Today, 47% of the state’s adult residents were born elsewhere, and more than 650,000 are immigrants—some highly educated and working in the state’s knowledge economy, but the majority being recent arrivals from Latin America. Tobacco farming, textiles and furniture manufacturing have receded as economic engines, displaced by financial services and high-tech industry. The state’s mill towns are shrinking as the major cities are expanding, including Charlotte and the so-called Research Triangle area encompassing Raleigh, Durham and Chapel Hill.

These demographic trends were evident in Tuesday’s election. The anti-gay-marriage amendment carried 93 of the state’s 100 counties, and Charlotte and the Research Triangle accounted for five of the seven exceptions. In Chapel Hill—the town that the late conservative Jesse Helms allegedly proposed encircling with a fence to substitute for a state-subsidized zoo—some precincts voted against the amendment by almost 10 to 1.

The “Jesse Helms memorial fence” might soon need to encircle communities beyond Charlotte and the Research Triangle. Voters in the counties surrounding Asheville and Boone, two university towns in the Blue Ridge mountains, narrowly opposed the amendment. And the amendment passed only narrowly in counties dominated by two other growing cities, Greensboro and Wilmington.

This helps explain why the Republican speaker of the House, Thom Tillis, predicted in March that although the constitutional amendment would pass this year, it would be repealed within 20 years thanks to “generational” shifts.

There are other factors at play, too. Black voters, for example—key components of the Democratic coalition four years ago—revealed their socially conservative streak in the amendment vote. Voters in Halifax County, a majority-black rural area in the state’s northeast, supported Mr. Obama by a 2-to-1 ratio in 2008, but this week they supported the gay marriage ban by a similar ratio.

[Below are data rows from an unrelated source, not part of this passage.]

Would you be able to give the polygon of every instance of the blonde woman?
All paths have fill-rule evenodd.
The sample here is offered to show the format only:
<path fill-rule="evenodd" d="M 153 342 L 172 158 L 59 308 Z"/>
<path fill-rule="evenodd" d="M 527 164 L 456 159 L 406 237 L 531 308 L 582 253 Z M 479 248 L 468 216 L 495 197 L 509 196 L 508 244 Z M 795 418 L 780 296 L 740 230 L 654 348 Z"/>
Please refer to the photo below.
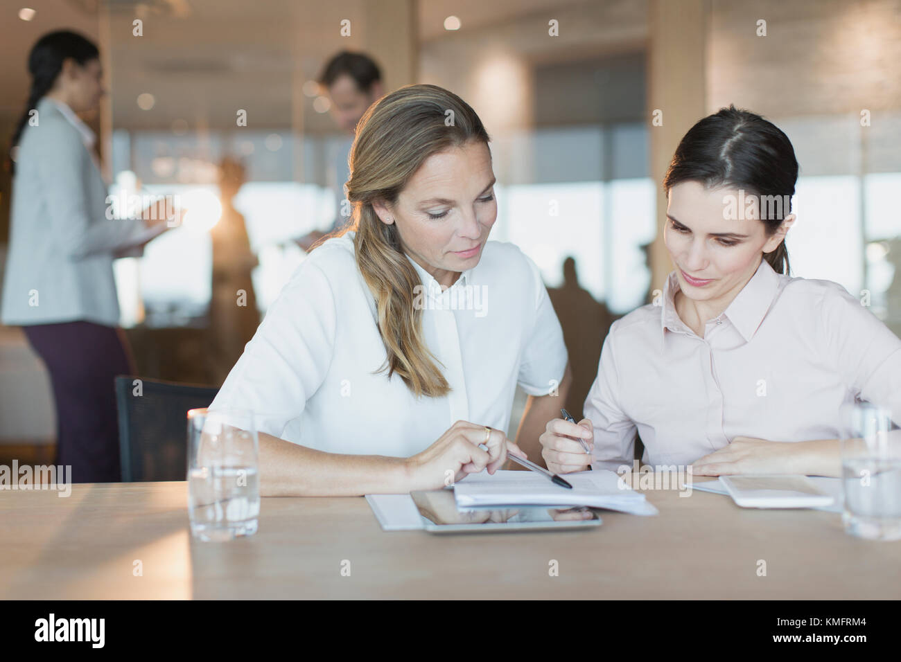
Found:
<path fill-rule="evenodd" d="M 569 367 L 537 267 L 488 241 L 488 141 L 435 86 L 363 115 L 350 229 L 295 272 L 211 405 L 257 414 L 262 494 L 406 493 L 494 473 L 508 451 L 537 459 Z"/>

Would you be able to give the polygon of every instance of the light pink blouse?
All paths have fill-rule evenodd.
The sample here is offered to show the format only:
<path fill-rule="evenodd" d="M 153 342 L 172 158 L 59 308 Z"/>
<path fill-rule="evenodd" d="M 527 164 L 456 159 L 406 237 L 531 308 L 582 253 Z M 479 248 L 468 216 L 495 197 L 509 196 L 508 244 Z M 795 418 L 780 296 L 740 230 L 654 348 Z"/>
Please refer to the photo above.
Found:
<path fill-rule="evenodd" d="M 901 340 L 837 283 L 777 274 L 763 260 L 698 337 L 673 305 L 617 320 L 585 401 L 595 427 L 592 467 L 689 465 L 737 436 L 838 439 L 856 396 L 901 414 Z M 847 433 L 847 430 L 845 432 Z"/>

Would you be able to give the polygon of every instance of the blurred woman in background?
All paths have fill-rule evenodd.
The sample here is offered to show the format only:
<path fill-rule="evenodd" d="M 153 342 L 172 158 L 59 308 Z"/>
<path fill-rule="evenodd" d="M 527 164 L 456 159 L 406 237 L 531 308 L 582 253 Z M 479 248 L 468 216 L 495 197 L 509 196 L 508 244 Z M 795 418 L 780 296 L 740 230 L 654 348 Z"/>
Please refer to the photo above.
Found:
<path fill-rule="evenodd" d="M 166 214 L 111 218 L 96 137 L 77 113 L 104 95 L 96 46 L 60 31 L 28 58 L 32 86 L 13 135 L 5 324 L 22 326 L 50 372 L 57 413 L 56 464 L 72 481 L 120 479 L 114 377 L 133 374 L 117 328 L 113 260 L 133 256 L 167 228 Z M 159 216 L 159 218 L 157 218 Z"/>

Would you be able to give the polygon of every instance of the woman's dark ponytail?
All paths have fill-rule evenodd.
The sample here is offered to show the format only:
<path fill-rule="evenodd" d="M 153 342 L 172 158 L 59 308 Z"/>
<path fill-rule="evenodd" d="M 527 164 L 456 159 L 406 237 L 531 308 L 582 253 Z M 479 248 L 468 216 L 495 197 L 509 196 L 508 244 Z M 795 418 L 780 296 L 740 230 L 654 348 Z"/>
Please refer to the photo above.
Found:
<path fill-rule="evenodd" d="M 84 66 L 92 59 L 100 57 L 97 47 L 90 41 L 77 32 L 59 30 L 45 34 L 32 47 L 28 55 L 28 73 L 32 77 L 32 87 L 28 95 L 25 111 L 19 118 L 13 131 L 10 141 L 9 158 L 12 171 L 15 171 L 15 161 L 13 159 L 14 150 L 19 144 L 22 132 L 31 116 L 31 112 L 38 105 L 38 102 L 53 87 L 62 65 L 68 59 L 74 59 Z"/>

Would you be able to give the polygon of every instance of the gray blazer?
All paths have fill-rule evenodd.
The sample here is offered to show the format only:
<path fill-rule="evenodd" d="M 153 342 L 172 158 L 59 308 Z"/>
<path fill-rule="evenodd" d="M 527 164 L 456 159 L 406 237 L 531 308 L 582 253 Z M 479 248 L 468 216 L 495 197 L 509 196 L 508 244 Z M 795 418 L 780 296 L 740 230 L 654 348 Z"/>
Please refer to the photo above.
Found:
<path fill-rule="evenodd" d="M 81 133 L 50 99 L 37 111 L 37 125 L 26 125 L 19 141 L 0 320 L 115 326 L 113 260 L 140 254 L 135 247 L 160 229 L 108 219 L 106 185 Z"/>

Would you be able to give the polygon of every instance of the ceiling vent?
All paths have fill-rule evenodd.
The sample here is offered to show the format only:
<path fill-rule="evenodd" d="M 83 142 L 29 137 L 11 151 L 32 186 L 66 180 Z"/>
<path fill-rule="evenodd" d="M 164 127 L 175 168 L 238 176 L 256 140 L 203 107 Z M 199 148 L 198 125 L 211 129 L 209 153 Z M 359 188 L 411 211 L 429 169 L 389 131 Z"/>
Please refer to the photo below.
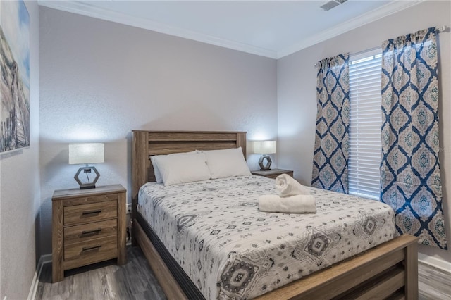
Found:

Then there’s the state’s business community, which included some prominent foes of the ban. In a two-minute YouTube video prepared for an anti-amendment group, Catherine Bessant, an executive at Charlotte-based Bank of America, referred to the proposed ban as “a direct challenge to our ability to compete nationally for jobs and economic growth.”

Perhaps because of such sensitivities, the Republican nominee for governor, former Charlotte Mayor Pat McCrory, expressed only token support for the amendment—telling the Charlotte Observer, “I’m in favor of it, and that’s all I’m commenting on because I’m concentrating on other issues.” With a state unemployment rate near 10%, exceeding the national average for more than four years, it isn’t hard to imagine what those other issues might be.

Tuesday’s vote shows that the economic doldrums haven’t dulled North Carolinians’ attention to social issues. More than anything else, though, the gay marriage vote reveals that the state’s voters can be united or divided along numerous lines. Come November, North Carolina’s electoral votes will go to the candidate who can best exploit these fault lines to his advantage.

Mr. Vigdor is a professor of public policy and economics at Duke University.